Division of Cardiology, University of Miami Miller School of Medicine, Miami, Florida.
JAMA Cardiol. 2017 Jun 1;2(6):689-694. doi: 10.1001/jamacardio.2017.0266.
High-resolution stratification of risk of sudden cardiac arrest (SCA) in individual patients is a tool that is necessary for achieving effective and efficient application of data generated by population-based research. This concept is at the core of initiatives for merging cost effectiveness with maximized clinical efficiency and individual patient treatment.
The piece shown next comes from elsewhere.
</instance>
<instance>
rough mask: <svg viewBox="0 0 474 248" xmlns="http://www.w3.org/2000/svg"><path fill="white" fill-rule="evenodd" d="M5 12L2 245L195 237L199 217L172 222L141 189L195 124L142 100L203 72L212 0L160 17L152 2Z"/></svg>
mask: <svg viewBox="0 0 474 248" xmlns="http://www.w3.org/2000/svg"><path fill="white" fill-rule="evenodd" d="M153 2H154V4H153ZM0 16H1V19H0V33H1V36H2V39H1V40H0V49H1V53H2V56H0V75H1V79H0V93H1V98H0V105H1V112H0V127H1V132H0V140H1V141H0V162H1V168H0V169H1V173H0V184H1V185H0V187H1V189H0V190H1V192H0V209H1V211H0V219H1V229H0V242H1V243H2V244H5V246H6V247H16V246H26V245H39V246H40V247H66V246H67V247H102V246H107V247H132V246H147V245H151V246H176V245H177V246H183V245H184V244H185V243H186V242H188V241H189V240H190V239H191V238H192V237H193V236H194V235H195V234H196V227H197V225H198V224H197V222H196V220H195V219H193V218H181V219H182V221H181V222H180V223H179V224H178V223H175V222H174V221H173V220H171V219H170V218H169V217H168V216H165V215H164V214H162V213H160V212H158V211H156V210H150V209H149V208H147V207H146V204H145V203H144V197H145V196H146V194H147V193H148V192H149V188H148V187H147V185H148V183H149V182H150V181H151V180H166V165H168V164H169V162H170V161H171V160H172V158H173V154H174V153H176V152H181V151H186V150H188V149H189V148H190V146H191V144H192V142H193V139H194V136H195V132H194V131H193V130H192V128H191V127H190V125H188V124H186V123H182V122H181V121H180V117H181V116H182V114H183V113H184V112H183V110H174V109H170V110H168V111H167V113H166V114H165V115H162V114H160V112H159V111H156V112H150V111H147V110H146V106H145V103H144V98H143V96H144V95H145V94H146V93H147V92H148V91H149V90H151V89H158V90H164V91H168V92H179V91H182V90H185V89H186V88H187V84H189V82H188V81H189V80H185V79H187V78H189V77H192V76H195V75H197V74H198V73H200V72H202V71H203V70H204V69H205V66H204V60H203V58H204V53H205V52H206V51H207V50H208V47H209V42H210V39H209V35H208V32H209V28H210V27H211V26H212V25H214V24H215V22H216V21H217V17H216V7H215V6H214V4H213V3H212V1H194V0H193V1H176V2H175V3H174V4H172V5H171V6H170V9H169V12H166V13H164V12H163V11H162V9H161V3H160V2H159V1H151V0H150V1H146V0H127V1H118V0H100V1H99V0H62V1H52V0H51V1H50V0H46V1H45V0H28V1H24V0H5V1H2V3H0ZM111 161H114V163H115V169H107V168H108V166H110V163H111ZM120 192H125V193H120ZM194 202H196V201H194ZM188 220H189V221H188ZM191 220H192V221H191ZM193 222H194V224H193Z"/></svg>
For this review, we analyzed data on sudden cardiac death and SCA available from population studies that included large longitudinal and cross-sectional databases, observational cohort studies, and randomized clinical trials. In the context of population science, we treated clinical trials as small, scientifically rigid population studies that generate outcomes focused on defined segments of the population. Application of probabilistic outcomes from these available sources to individual patients generally and patients at risk for SCA and sudden cardiac death in particular is limited by the diversity of the study population based on inclusion criteria and/or the absence of uniformly large effect sizes. Limited information is available on the requirements for defining small high-risk density subgroups that would lead to identification of individuals at a sufficiently high probability of SCA to have a significant effect on clinical decision making.
Synthesis of available population and clinical science data demonstrates the limitations for prediction and prevention of SCA and sudden cardiac death and provides justification for a research mandate for improving risk prediction at the level of individual patients. This leads to suggested approaches to new data generation and required research funding to address this large public health burden.
对个体发生心搏骤停 (SCA) 的风险进行高分辨率分层是将基于人群的研究产生的数据有效且高效应用的必要工具。这一概念是将成本效益与最大化临床效率和个体患者治疗相结合的举措的核心。
在这项综述中,我们分析了来自人群研究的关于心源性猝死和 SCA 的数据,这些研究包括大型纵向和横断面数据库、观察性队列研究和随机临床试验。在人群科学的背景下,我们将临床试验视为小型、科学严格的人群研究,这些研究产生的结果集中在人群的特定部分。将这些可用来源的概率结果应用于个体患者,特别是 SCA 和心源性猝死风险患者,受到研究人群基于纳入标准的多样性和/或缺乏统一的大效应大小的限制。关于定义将导致足够高的 SCA 发生概率以对临床决策产生重大影响的个体的小高危密度亚组的要求的信息有限。
对现有人群和临床科学数据的综合分析表明,预测和预防 SCA 和心源性猝死存在局限性,并为提高个体患者风险预测的研究任务提供了依据。这导致了提出新的数据生成方法和所需研究资金的建议,以解决这一重大公共卫生负担。